In a First, Scientists Find Animals Thriving Beneath the Ocean Floor in Hidden Habitats Near Deep-Sea Vents
The discovery of worms and snails confirms that these still-mysterious, dark hotspots of life extend beyond what’s visible above the crust
In summer 2023, researchers deployed a remotely-operated underwater vehicle called SuBastian to investigate hydrothermal vents on the southeastern Pacific Ocean floor. But when SuBastian flipped over a small section of ocean crust, the team discovered something unexpected beneath it: Worms, snails and other marine invertebrates were living in cavities under the seafloor.

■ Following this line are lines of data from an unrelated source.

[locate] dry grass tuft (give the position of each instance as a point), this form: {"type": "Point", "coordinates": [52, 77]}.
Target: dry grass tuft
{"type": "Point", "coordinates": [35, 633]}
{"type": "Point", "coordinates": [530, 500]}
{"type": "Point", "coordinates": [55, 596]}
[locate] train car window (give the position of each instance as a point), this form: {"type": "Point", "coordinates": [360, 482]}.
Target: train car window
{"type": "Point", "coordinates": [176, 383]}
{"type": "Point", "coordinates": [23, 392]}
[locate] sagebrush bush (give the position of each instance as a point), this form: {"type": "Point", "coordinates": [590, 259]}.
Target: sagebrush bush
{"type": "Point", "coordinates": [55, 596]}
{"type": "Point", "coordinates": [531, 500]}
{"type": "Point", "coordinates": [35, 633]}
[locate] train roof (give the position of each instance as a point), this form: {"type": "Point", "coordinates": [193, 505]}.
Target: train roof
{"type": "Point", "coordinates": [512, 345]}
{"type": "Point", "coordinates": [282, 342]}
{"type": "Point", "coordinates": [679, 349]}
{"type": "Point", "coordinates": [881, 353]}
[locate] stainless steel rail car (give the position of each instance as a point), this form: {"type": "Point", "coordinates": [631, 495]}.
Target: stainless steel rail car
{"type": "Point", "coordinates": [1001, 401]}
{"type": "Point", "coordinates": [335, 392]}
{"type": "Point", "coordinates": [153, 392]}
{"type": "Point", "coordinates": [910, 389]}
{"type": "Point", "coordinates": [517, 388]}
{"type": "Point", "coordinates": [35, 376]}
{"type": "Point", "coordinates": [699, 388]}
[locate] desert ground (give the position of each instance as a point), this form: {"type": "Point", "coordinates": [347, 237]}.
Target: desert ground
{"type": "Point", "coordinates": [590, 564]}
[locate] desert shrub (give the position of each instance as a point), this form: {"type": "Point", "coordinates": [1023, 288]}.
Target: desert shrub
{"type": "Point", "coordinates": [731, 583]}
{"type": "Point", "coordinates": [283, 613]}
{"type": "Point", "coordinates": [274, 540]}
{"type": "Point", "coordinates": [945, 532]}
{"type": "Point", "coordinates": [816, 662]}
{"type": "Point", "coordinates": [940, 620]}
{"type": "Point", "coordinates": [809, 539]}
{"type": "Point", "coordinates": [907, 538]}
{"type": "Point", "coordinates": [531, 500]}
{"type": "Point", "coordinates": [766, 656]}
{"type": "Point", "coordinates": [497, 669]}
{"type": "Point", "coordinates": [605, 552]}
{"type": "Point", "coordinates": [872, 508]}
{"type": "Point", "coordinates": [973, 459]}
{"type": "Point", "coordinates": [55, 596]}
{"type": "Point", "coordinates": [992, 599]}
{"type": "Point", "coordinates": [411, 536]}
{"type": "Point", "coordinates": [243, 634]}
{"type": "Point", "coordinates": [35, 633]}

“To our knowledge, it is the first time that animal life has been discovered in the ocean crust,” Sabine Gollner, a marine biologist at the Royal Netherlands Institute for Sea Research, tells Reuters’ Will Dunham. Gollner is a co-lead author of a study detailing these findings, which was published in the journal Nature Communications last week.
Hydrothermal vents are cracks in the ocean floor that release hot, mineral-rich water into the deep sea. They form when seawater seeps into Earth’s crust in areas where tectonic plates are either spreading or subducting—creating sites where magma is closer to the surface. The seawater gets heated by the magma, which sends it shooting back up into the deep ocean, along with a wealth of life-sustaining minerals that support a whole ecosystem of organisms in proximity to the vents.
Back in 2023, the researchers unleashed SuBastian from a Schmidt Ocean Institute research vessel to understand how tubeworms—narrow-bodied creatures that form iconic, towering colonies—spread from vent to vent. As adults, the worms anchor themselves to the seafloor. But scientists wondered if, during their unanchored larval stage, young tubeworms might spread through cavities beneath the seabed formed by the vapor created when lava comes into contact with seawater.
“We thought that tubeworm larvae might disperse through these spaces, being drawn in with cold water entering the Earth’s crust through cracks in the rocks. This water mixes underground with hot vent fluids and then is expelled elsewhere, taking the larvae along with it,” Gollner explains to the London Natural History Museum’s James Ashworth.
The team directed SuBastian to dig up parts of the seafloor 1.56 miles beneath the surface of the ocean near the Fava Flow Vents on the East Pacific Rise. That was when they found life: The sub-seafloor cavities of water mixed with magma were filled with giant tubeworms—both larvae and adults—carnivorous bristle worms, sediment-eating snails and more.
“Animals are able to live beneath hydrothermal vents, and that, to me, is mind-blowing,” Gollner says in a Schmidt Ocean Institute video, per CNN’s Ashley Strickland.
While scientists had previously identified animals living above the seafloor near hydrothermal vents, this was the first time animals had been found living underground near the vents—only microbes had been seen there before, per National Geographic’s Olivia Ferrari.
SuBastian’s exploring revealed those unexpected findings, but it also shed light on the team’s central question about tubeworms.
“The fact that live large tubeworms were found means that the hypothesis of larvae being able to colonize vents from below has been confirmed,” marine biologist Monika Bright of the University of Vienna, a co-lead author of the study, tells ScienceAlert’s Michelle Starr. “Some settle if conditions are right in the subsurface, some might with the vent flow be flushed out from the subsurface and colonize the surface.”
The cavities were about four inches beneath the seafloor and filled with 77 degree Fahrenheit water. But scientists still aren’t sure how far these cavities extend, both horizontally and vertically. Microbes might be able to live more than six miles below the seabed, but animals likely have a smaller range.
Regardless, the discovery means these hydrothermal vent communities—unique hotspots of extreme underwater life—extend beyond what is visible.
“Every study just confirms how little we understand about the seafloor,” Rachel Lauer, a geologist at the University of Calgary in Canada who was not involved in the new research, tells National Geographic.
What the scientists are more certain about, however, is the need for further protection of hydrothermal vent environments from human activities such as deep-sea mining, as they continue to study this unique phenomenon. Researchers say these still-mysterious, extreme habitats might hold implications for how life survives without sunlight elsewhere—perhaps even on other planets.